A further modification to the unit I have described above is shown in the illustration. By masking down the light output to a smaller circle the ring flash effect is heightened. The true ring flash effect; the diffused edge shadow, depends on two things. The distance your subject is placed from the background and the distance the light is from the subject. The nearer you approach the person you are photographing the more noticable will be the outline shadow.
On my own unit I have used a piece of flexible black plastic sheet to made the circular mask. It is attached to the unit at the top and has a thin wooden strip stapled to its bottom to keep it stable. This is so the whole thing can be rolled up out of the way, like a blind, when I want to use the unit as a normal soft box.

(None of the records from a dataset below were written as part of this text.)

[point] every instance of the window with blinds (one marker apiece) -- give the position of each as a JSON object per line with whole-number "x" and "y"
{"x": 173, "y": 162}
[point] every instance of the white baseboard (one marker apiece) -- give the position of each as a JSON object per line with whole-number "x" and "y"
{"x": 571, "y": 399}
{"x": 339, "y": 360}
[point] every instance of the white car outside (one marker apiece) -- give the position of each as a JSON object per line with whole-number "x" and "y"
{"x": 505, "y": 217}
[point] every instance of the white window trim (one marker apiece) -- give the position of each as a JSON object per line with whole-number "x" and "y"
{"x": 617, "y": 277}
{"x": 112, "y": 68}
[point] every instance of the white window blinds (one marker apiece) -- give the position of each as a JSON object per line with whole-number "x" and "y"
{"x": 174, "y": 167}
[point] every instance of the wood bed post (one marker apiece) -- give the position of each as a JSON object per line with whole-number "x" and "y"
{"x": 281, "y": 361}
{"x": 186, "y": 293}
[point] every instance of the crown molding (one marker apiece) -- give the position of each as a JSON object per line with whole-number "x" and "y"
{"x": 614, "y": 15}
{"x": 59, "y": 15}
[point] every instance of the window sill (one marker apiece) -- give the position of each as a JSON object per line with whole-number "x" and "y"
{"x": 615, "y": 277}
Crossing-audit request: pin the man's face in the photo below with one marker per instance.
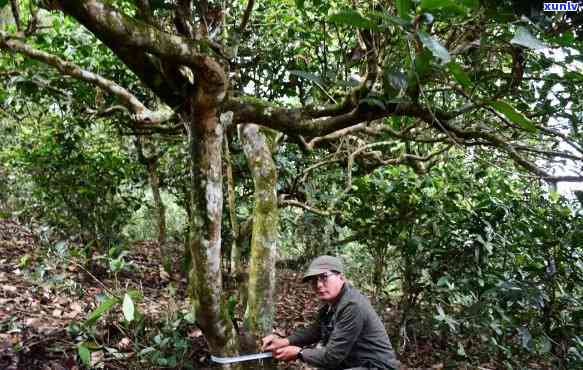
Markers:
(327, 285)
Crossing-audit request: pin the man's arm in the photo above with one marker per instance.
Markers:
(306, 336)
(349, 324)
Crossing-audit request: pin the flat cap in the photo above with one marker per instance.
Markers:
(323, 264)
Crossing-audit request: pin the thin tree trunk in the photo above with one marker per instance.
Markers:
(160, 207)
(258, 319)
(234, 255)
(151, 164)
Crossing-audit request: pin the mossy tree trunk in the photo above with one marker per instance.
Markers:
(258, 319)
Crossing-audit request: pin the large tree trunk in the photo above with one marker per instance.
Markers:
(205, 139)
(259, 313)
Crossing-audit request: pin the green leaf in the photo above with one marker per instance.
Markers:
(523, 38)
(353, 18)
(128, 308)
(99, 311)
(459, 74)
(383, 18)
(455, 5)
(431, 43)
(307, 75)
(403, 7)
(513, 115)
(84, 355)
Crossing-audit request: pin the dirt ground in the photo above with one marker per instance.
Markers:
(43, 293)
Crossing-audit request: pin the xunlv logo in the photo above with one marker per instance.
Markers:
(561, 7)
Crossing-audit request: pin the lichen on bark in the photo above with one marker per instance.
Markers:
(259, 312)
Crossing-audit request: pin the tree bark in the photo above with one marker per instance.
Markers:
(259, 313)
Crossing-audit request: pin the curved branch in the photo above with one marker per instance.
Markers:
(128, 100)
(284, 202)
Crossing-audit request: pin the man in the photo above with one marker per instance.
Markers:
(349, 330)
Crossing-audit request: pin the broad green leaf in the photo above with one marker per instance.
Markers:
(523, 38)
(431, 43)
(307, 75)
(403, 7)
(513, 115)
(128, 307)
(423, 64)
(84, 354)
(450, 6)
(99, 311)
(384, 19)
(459, 74)
(352, 18)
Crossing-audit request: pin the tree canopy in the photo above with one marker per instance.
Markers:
(360, 114)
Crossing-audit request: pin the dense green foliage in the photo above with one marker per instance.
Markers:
(426, 140)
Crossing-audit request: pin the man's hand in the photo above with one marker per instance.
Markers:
(273, 342)
(287, 353)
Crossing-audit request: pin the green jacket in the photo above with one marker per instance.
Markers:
(351, 333)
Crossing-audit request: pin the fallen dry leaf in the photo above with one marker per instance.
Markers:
(124, 344)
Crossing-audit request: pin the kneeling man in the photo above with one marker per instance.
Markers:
(349, 330)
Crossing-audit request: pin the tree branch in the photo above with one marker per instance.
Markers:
(140, 112)
(284, 202)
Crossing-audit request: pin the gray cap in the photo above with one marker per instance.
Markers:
(323, 264)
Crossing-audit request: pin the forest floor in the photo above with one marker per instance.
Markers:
(46, 297)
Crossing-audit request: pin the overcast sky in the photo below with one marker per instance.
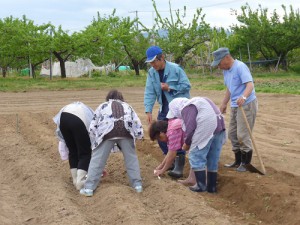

This picture shows the modified unit in use. One if the problems in using this type of lighting unit close to your subject is that the light output is often too great. This in turn means the camera lens has to be stopped down to say about f 22 or even f 32 for the correct exposure. It can even happen when you set your studio flash units to their lowest output. The result could be that you are not getting the best from your lens.
Most modern lenses produce their best definition the f 8 - f 16 range due to diffraction setting in as you stop down further. However the circular mask on this unit cuts to light output down to the point where it is possible to work in the optimum range for your lens.